Matchstick vase
Quite an eye opener to see what can be achieved with matchsticks and glue + dollops of patience and perseverance. This vase is one of a pair which is part of a mini altar set up. One can’t help but bow to the skill and stick-with-it drive that has people building these most amazing models. And make Buddha heads too! Amazing!
We applaud people with stick ability. The Olympic athletes, men with matchsticks (women too no doubt). This level of passion and drive is something else isn’t it. For example how about the chap in Southampton who spent 15 years making a replica of the Brent Bravo oil rig, attempting to get into the record books for the number of matches he had used. Unbelievable!
Nagging in the background though is the question – WHY? I ask this question mostly because I don’t seem to be made of the stuff of stick ability to something. Not in the way of devoting time and energy to a project sustained over time like these matchstick models. Building those huge and complex models out of matches takes commitment.
In this post on Field of Merit I pondered this whole matter of making manifest ones visions.
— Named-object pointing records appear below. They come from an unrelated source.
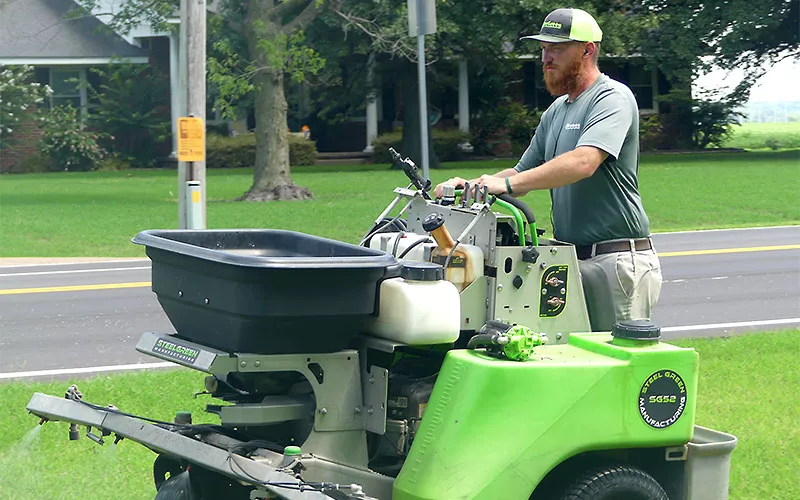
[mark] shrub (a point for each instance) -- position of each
(507, 128)
(712, 122)
(19, 97)
(240, 151)
(302, 152)
(650, 132)
(445, 142)
(131, 105)
(68, 143)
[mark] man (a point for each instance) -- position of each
(586, 152)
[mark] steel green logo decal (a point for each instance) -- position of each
(662, 399)
(175, 351)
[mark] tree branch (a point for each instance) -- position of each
(282, 8)
(380, 41)
(306, 16)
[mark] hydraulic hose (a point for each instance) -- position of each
(411, 246)
(517, 217)
(525, 209)
(482, 340)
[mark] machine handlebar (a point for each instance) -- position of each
(412, 172)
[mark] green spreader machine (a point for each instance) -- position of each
(448, 356)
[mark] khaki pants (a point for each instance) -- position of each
(620, 286)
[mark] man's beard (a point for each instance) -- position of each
(563, 80)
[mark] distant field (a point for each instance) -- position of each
(765, 136)
(95, 214)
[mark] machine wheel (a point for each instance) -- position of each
(619, 482)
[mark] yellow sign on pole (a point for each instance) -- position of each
(191, 139)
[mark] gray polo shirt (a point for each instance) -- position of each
(607, 205)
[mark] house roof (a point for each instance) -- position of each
(39, 32)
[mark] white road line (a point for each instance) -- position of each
(67, 263)
(149, 366)
(729, 229)
(74, 271)
(88, 369)
(712, 326)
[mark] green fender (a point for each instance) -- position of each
(494, 428)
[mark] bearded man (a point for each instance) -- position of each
(586, 152)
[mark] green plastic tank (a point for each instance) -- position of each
(494, 428)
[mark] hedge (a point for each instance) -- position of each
(240, 151)
(445, 143)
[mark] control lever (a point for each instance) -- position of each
(412, 172)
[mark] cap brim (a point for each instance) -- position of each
(547, 38)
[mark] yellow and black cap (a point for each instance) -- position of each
(568, 25)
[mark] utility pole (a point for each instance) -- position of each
(191, 138)
(421, 22)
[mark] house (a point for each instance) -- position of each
(63, 47)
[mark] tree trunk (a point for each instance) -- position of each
(412, 142)
(271, 176)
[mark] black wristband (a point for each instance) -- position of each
(508, 186)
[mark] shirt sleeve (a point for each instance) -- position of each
(534, 155)
(607, 123)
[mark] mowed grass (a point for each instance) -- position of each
(97, 213)
(758, 136)
(748, 387)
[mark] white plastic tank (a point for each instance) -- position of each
(418, 308)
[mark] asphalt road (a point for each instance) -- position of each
(59, 318)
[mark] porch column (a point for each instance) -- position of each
(372, 107)
(174, 89)
(463, 103)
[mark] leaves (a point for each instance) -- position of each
(18, 97)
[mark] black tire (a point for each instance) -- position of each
(618, 482)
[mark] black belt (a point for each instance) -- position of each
(587, 251)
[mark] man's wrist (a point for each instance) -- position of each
(508, 186)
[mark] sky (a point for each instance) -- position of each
(780, 83)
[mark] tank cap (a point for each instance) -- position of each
(292, 451)
(636, 329)
(432, 221)
(422, 271)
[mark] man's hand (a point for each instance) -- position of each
(496, 185)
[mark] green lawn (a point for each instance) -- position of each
(748, 387)
(757, 136)
(97, 213)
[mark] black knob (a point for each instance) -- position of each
(636, 329)
(422, 271)
(530, 255)
(432, 221)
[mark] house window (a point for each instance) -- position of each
(69, 87)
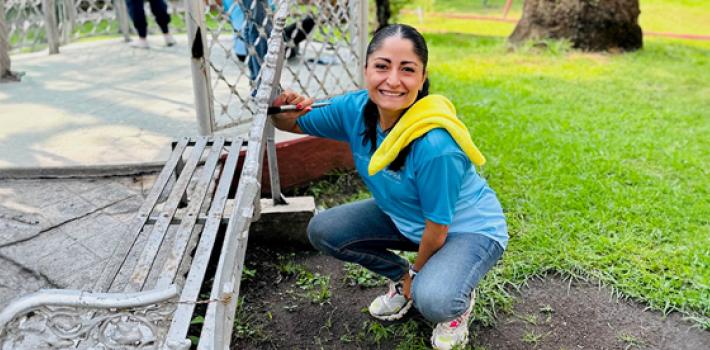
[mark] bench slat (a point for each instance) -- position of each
(122, 250)
(182, 237)
(156, 237)
(191, 289)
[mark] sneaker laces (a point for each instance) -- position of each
(450, 327)
(395, 288)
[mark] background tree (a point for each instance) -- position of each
(595, 25)
(388, 10)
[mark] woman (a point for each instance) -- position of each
(137, 14)
(429, 198)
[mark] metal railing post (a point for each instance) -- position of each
(199, 55)
(50, 25)
(69, 20)
(5, 63)
(122, 15)
(276, 195)
(362, 43)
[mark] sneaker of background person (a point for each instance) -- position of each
(390, 306)
(140, 43)
(450, 334)
(169, 40)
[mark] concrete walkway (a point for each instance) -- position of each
(60, 233)
(97, 104)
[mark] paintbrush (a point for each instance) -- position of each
(291, 108)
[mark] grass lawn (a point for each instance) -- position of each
(601, 162)
(675, 16)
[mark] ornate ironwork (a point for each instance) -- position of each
(86, 328)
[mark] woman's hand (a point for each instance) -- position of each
(287, 120)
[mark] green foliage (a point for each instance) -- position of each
(600, 161)
(246, 325)
(356, 275)
(317, 286)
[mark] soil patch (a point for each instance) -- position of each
(305, 300)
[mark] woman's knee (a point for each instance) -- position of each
(438, 304)
(318, 231)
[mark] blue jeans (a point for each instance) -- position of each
(361, 233)
(137, 14)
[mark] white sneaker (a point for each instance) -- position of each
(169, 40)
(453, 333)
(390, 306)
(141, 43)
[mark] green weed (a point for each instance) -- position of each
(356, 275)
(317, 286)
(531, 337)
(246, 326)
(629, 341)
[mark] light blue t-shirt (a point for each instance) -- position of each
(438, 181)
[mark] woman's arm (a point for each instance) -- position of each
(287, 121)
(433, 239)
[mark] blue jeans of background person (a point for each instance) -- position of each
(255, 17)
(361, 233)
(137, 13)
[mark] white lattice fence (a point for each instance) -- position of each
(325, 44)
(29, 29)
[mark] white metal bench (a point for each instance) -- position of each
(143, 299)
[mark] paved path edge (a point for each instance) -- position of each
(83, 171)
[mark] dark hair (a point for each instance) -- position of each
(370, 113)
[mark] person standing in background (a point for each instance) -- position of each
(137, 13)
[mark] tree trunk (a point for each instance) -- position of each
(383, 13)
(594, 25)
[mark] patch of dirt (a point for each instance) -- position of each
(281, 309)
(554, 314)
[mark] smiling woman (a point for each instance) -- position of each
(417, 159)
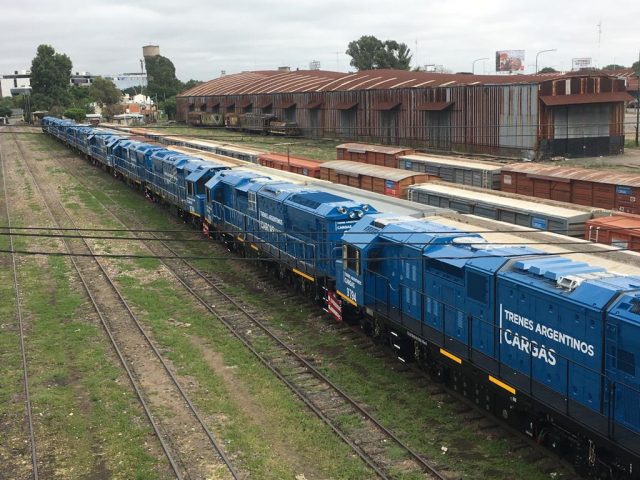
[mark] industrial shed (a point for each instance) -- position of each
(521, 116)
(557, 217)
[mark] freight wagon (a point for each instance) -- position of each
(557, 217)
(549, 343)
(301, 166)
(385, 180)
(620, 230)
(205, 119)
(597, 188)
(470, 172)
(372, 154)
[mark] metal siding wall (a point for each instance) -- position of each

The question of commitment, to stick with it after the initial enthusiasm and drive has faded, is interesting. As with sports training or model making so too with the day-in-day-out perseverance needed to manifest ones vision – there has to be something deeply satisfying in just the doing of it.
A round of applause for human endeavours. A pause to reflect on Precepts.
In Singapore, ‘passion’ became a much abused word, required for even the most mundane tasks – or so advertising would have you believe. Like all excess, it becomes its own enemy. So yes, a pause for reflection on the Precepts.